Question

Two conducting spheres of radii r1 and r2 are equally charged. The ratio of their potential is

• A. (r1/r2)²
• B. (r1r2)²
• C. (r1/r2)
• D. (r2/r1)

Answer 1

Answer: (D)

(r2/r1)

Answer 2

Let the radii of the two conducting spheres be $r_1$ and $r_2$. The problem states that the spheres are "equally charged". Let the charge on each sphere be $Q$.

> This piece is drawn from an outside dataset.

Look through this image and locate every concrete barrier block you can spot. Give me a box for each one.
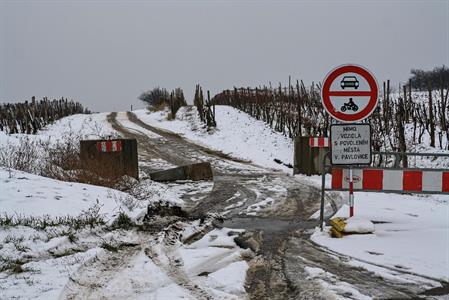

The electric potential ($V$) on the surface of a conducting sphere of radius $r$ carrying a charge $Q$ is given by the formula:

$V = \frac{1}{4\pi\epsilon_0} \frac{Q}{r}$

For the first sphere with radius $r_1$ and charge $Q$, its potential $V_1$ is:

$V_1 = \frac{1}{4\pi\epsilon_0} \frac{Q}{r_1}$

For the second sphere with radius $r_2$ and charge $Q$, its potential $V_2$ is:

$V_2 = \frac{1}{4\pi\epsilon_0} \frac{Q}{r_2}$

To find the ratio of their potentials, we divide $V_1$ by $V_2$:

$\frac{V_1}{V_2} = \frac{\frac{1}{4\pi\epsilon_0} \frac{Q}{r_1}}{\frac{1}{4\pi\epsilon_0} \frac{Q}{r_2}}$

The terms $\frac{1}{4\pi\epsilon_0}$ and $Q$ are common in both the numerator and the denominator, so they cancel out:

$\frac{V_1}{V_2} = \frac{\frac{1}{r_1}}{\frac{1}{r_2}}$

$\frac{V_1}{V_2} = \frac{1}{r_1} \times r_2$

$\frac{V_1}{V_2} = \frac{r_2}{r_1}$

Thus, the ratio of their potentials is $(r_2/r_1)$.

Explanation: The potential of a conducting sphere is directly proportional to its charge and inversely proportional to its radius. Since both spheres have the same charge, their potential ratio is simply the inverse ratio of their radii.